El corte de las entrevistas se realizó a partir de una escaleta previa que en conjunto con el montaje tardaron de 5 a 6 meses en consolidarse.
Fragmentos del contenido original
Debido a que algunas de las entrevistas realizadas para el documental fueron demasiado largas, los productores tuvieron que cortarlas para plasmar la narrativa principal de la investigación.

Lo cual resulta una dificultad dentro del proceso. Es decir, sintetizar y fragmentar el contenido original, las historias de vida, anécdotas, comentarios personales de los hablantes, fue difícil.
«No es que las estemos borrando sino que no podemos poner todo, porque entonces sería un documental de más de una hora», Rafael Alarcón.
De igual forma, no consideraron pertinente agregar las situaciones de violencia de discriminación y marginación hacia los hablantes. Precisamente para no vulnerar la integridad del entrevistado.

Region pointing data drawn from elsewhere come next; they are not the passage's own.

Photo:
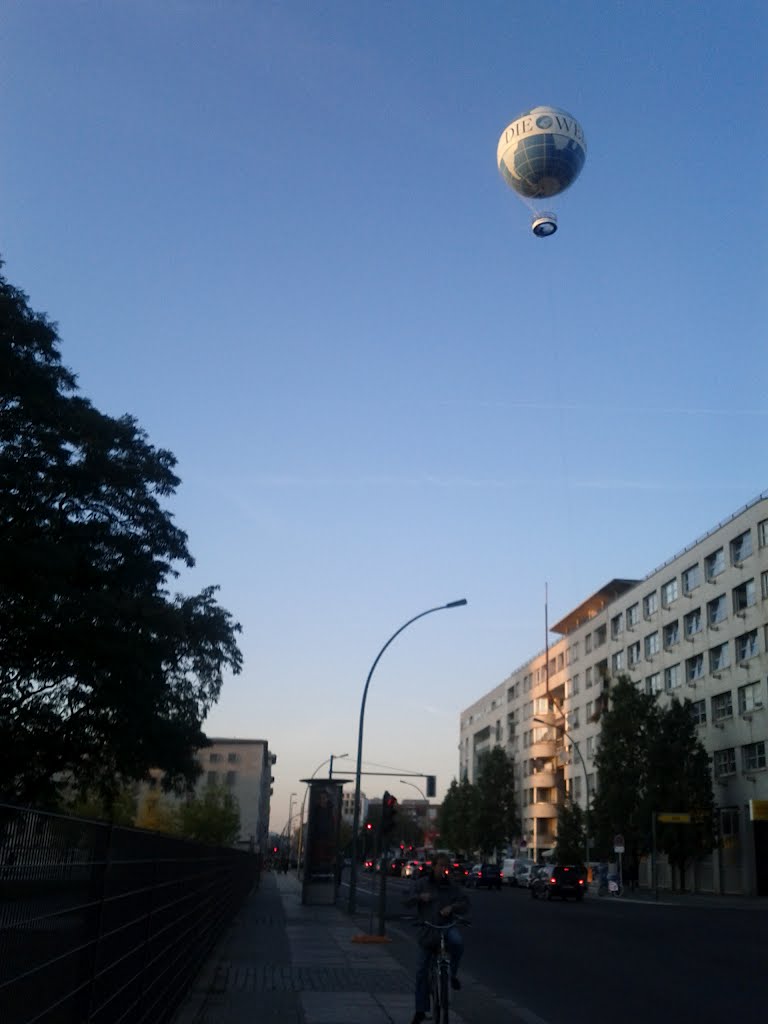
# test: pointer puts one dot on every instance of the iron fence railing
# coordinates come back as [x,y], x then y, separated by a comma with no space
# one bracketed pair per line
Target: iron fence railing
[107,925]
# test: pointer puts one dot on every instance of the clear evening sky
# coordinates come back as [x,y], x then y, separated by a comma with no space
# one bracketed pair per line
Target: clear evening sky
[276,235]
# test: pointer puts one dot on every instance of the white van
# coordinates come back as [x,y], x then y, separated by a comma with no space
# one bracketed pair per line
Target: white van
[512,867]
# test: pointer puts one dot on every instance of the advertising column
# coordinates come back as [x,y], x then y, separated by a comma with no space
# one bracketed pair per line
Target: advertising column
[322,850]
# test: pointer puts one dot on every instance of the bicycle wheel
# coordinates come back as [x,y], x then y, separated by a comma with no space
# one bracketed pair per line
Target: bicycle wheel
[443,1019]
[434,992]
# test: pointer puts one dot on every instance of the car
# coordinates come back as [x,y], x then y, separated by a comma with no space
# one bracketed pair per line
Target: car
[484,877]
[563,881]
[511,865]
[460,870]
[414,868]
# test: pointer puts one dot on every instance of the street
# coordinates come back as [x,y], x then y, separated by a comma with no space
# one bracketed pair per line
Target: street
[607,957]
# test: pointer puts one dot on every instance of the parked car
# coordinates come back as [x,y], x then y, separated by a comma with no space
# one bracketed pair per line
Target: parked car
[460,870]
[563,881]
[511,865]
[485,877]
[413,868]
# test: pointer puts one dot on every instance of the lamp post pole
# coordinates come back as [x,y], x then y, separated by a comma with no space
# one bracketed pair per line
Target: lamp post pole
[356,810]
[586,785]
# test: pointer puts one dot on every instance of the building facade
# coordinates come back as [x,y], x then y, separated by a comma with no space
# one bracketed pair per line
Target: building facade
[697,628]
[245,767]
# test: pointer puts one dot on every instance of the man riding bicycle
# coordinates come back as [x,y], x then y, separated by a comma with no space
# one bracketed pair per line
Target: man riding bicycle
[437,898]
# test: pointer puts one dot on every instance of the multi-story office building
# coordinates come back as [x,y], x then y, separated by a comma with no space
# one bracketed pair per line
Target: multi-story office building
[697,628]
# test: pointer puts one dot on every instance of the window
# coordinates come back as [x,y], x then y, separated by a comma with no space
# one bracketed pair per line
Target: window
[715,563]
[744,596]
[653,683]
[694,668]
[672,677]
[716,610]
[651,644]
[740,547]
[750,698]
[720,657]
[698,712]
[747,645]
[672,634]
[650,604]
[722,707]
[725,762]
[692,623]
[753,756]
[691,579]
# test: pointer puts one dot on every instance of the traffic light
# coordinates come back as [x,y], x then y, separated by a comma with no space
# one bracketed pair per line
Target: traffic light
[388,813]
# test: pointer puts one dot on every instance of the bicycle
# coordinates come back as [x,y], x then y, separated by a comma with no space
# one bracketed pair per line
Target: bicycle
[439,972]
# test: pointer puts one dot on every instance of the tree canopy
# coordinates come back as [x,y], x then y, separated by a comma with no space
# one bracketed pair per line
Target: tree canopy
[481,815]
[650,760]
[103,674]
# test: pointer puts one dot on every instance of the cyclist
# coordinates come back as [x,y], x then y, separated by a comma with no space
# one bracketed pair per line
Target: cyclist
[436,898]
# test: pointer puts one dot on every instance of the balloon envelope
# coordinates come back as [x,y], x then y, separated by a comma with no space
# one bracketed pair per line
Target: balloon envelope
[542,152]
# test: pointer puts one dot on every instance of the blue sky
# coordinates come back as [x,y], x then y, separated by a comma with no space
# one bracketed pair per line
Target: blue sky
[275,233]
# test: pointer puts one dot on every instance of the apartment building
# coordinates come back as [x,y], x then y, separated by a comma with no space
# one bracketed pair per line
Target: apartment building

«Hasta que punto uno muestra las debilidades de las personas en una entrevista en una pantalla», Miguel Ángel Domínguez.
Así mismo, los productores respetaron el punto de vista de los hablantes, sin agregar o censurar su opinión dando una coherencia narrativa, sobre el peligro de extinción del Yuhmu.
Una parte por el todo
El documental, forma parte de un proyecto mucho mayor. Desde la fundación del laboratorio de lingüística en 2012, su objetivo es documentar las lenguas que los investigadores de la dirección de lingüística trabajan para divulgación y difusión.
Entre ellas el Yuhmu, no obstante, también hay otras lenguas como la Zapoteca o la Ixteca. En cuanto a Ixtenco, el documental «El Yuhmu, una lengua Otomí en alto peligro de extinción», es parte de un todo.
Pues se busca conocer la estructura lingüística del Yuhmu y al mismo tiempo construir junto con hablantes y miembros de la comunidad, materiales didácticos para la enseñanza de la lengua.
Por ello, ambos productores han trabajado también en cápsulas audiovisuales sobre el Yuhmu, como: aprendiendo a contar del 1-100 en Yuhmu; vocales orales del Yuhmu; vocales nasales; el Yuhmu como lengua tonal; los colores; las partes del cuerpo.
«El logro es de ellos, nosotros somos la parte técnica, su voz es la que está ahí», finalizó Rafael Alarcón.
Sin embargo, el Yuhmu no es la única lengua en alto peligro, también lo es el caso del Ixcateco, lengua oaxqueña de la familia otomangue, que cuenta con solo 10 hablantes.